The covid pandemic has exposed all the ills
and contradictions of capitalism. The state has intervened massively in society
to contain the infection and maintain the social fabric. Still the workers and
the poor are disproportionately bearing the burden of the pandemic.
The lockdown has put millions
temporarily jobless on a no work, no pay policy. The poor cannot earn a living
as everyone is forced to stay at home. Assistance to the poor was not enough for
everyone so political patronage and wanton discrimination reigned supreme. The
health system is overwhelmed by the scale of the contagion since public health
provision has suffered from budget cuts while private hospitals are out of
reach of the masses.
Women are key frontliners as they
comprise the overwhelming number in the care economy in general and the health
sector in particular. And among working class families, women face an even
heavier task just because of their gender. Even during the lockdown, the toil
of domestic chores falls on the shoulders of women while a big part of the responsibility
of provisioning for the family’s daily bread is also theirs. Violence against
women and abuse of girls and children will increase with male breadwinners
temporarily out of work and the family stressed to the limit due to financial
hardship. Women will be forced into prostitution in the extreme of cases just
to stave off hunger.
Finally, the government has exploited
the pandemic to further restrict civil liberties and suppress democratic rights.
An iron fist policy has dominated over a public health response. Thus the
number of people arrested for violating the lockdown has far exceeded the
number of people tested for covid. The situation in the Philippines is no
different from other countries where authoritarianism is gaining ground.
A global recession, if not a depression,
is looming. As in all episodes of capitalist crisis, the working class will be
hard hit as the capitalist class will pass on the sacrifices to the poor.
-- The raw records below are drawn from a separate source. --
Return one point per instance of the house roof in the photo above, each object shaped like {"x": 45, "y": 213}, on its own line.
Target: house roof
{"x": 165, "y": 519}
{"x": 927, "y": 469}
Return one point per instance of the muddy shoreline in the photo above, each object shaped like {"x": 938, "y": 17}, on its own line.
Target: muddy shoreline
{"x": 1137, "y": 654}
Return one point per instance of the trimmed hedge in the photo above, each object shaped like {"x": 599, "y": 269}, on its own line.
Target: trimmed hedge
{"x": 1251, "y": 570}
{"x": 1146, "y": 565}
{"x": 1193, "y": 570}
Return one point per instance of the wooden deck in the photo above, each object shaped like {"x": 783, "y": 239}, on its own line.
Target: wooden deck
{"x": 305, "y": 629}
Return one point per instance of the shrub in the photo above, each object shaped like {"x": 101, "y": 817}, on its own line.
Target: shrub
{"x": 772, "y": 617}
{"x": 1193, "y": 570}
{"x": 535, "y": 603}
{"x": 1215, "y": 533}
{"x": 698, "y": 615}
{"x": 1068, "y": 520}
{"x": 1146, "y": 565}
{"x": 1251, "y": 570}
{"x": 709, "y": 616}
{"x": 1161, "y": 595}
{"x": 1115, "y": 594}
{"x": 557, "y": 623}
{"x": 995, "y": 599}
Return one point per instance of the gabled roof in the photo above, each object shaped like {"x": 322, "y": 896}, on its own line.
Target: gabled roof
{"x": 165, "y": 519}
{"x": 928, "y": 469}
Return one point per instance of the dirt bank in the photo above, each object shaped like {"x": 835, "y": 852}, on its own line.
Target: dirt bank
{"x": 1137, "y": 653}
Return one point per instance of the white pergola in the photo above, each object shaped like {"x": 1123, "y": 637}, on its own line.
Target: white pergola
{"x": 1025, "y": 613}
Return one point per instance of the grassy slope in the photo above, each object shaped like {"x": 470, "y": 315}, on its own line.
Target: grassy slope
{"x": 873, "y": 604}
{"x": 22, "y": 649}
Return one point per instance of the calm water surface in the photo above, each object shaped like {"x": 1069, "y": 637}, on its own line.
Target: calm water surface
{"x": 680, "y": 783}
The plight of the working class is
deteriorating as capitalism struggles to recover from the covid pandemic and
the economic crisis. But the present conjuncture is also an opening to
reimagine a radical restructuring of society where the needs of people not
profit come first.
Workers hold no nostalgia for the old normal
of neoliberal capitalism characterized by insecure work, cheap wages, permanent
joblessness, privatized services and lack of protection. Instead the working
class must spearhead the framing of the new normal as a system where workers
are valued for their wealth-creating labor and the people enjoy by right the
things necessary for a decent life—full employment, a living wage, universal
health care, quality education, social protection and a clean environment, a voice
in their workplaces and society as a whole, among others.
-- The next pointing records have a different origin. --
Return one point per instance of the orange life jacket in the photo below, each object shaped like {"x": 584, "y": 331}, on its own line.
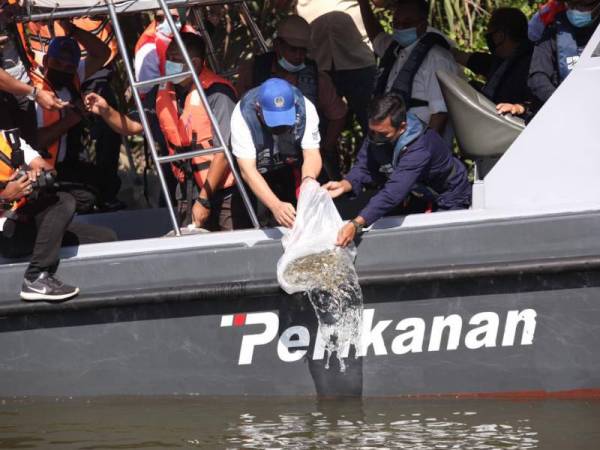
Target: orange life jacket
{"x": 39, "y": 36}
{"x": 162, "y": 41}
{"x": 190, "y": 130}
{"x": 50, "y": 117}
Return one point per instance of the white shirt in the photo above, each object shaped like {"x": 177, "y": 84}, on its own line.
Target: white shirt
{"x": 425, "y": 84}
{"x": 146, "y": 65}
{"x": 241, "y": 137}
{"x": 65, "y": 96}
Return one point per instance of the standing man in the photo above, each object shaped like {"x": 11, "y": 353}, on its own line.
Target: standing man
{"x": 410, "y": 58}
{"x": 401, "y": 155}
{"x": 275, "y": 138}
{"x": 288, "y": 61}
A proper response to the covid pandemic should put the needs of
the workers and poor first. The following
four demands are just the most immediate but are necessary to transition to a
new normal of workers first.
1.
Sufficient Aid for All
An income and employment guarantee for
all. All jobless workers, formal and informal, should receive a wage subsidy at
the prevailing minimum wage or P10,000, whichever is higher.
Aid delivery must be universal not
targeted and discriminatory. This will solve the slow, confusing and
bureaucratic targeted system of delivering government assistance to formal and
informal workers. Support must be raised from the present level of P5,000.
2.
Aid beyond the period of the lockdown
Aid should not stop when the lockdown
is lifted, especially since not everyone will be able to return to work
immediately. Assistance should be extended to at least six months. This
extended support must form part of the proposed stimulus package for the
purpose of recovery from the crisis.
The stimulus must also provide a
robust emergency employment program for workers who will become permanently
unemployed due to the impact of covid and for returning migrant workers who
will be displaced in their host countries. Likewise, the stimulus aid for
businesses must be tied to compliance to labor rights and standards, and to
grant of a voice for workers in their workplaces.
3.
Safety for workers returning to work
Workers returning to
their jobs are key to restarting the economy. But the government and
capitalists are more concerned more with the return on investments and less on
the safety of workers. Unfortunately, even workers are tempted to risk their
health and safety rather than face hunger due to joblessness.
Health and safety in
the workplace and in transit must be ensured before workers are asked back to
work. Mass testing must be done through the reliable Reverse Transcription-Polymerase
Chain Reaction (RT-PCR) not the erratic Rapid Diagnostic Test (RDT) preferred
by the government and capitalists. Personal protective equipment or PPE must be
given free to workers. They must be remunerated with additional hazard pay. Full
healthcare coverage for workers who will be hospitalized due to covid. Workers
must have the right to refuse to work without penalty if health and safety is
not guaranteed.
4. Humane not
militarized response
Enforcement of the
lockdown has been characterized by violence by state authorities, arrests of
the poor and suppression of protests by the hungry. Duterte has repeatedly
threatened to impose martial law even if the situation falls outside of the
purview of the law.
The issue is framed as
lack of individual discipline when in fact insufficient aid and repressive
rules force the masses to desperately break the law. The order for people to
stay at home will be problematic since people are going hungry for lack of
assistance and they are treated as beneficiaries of philanthropy instead of
claim holders of the right to aid in a time of crisis.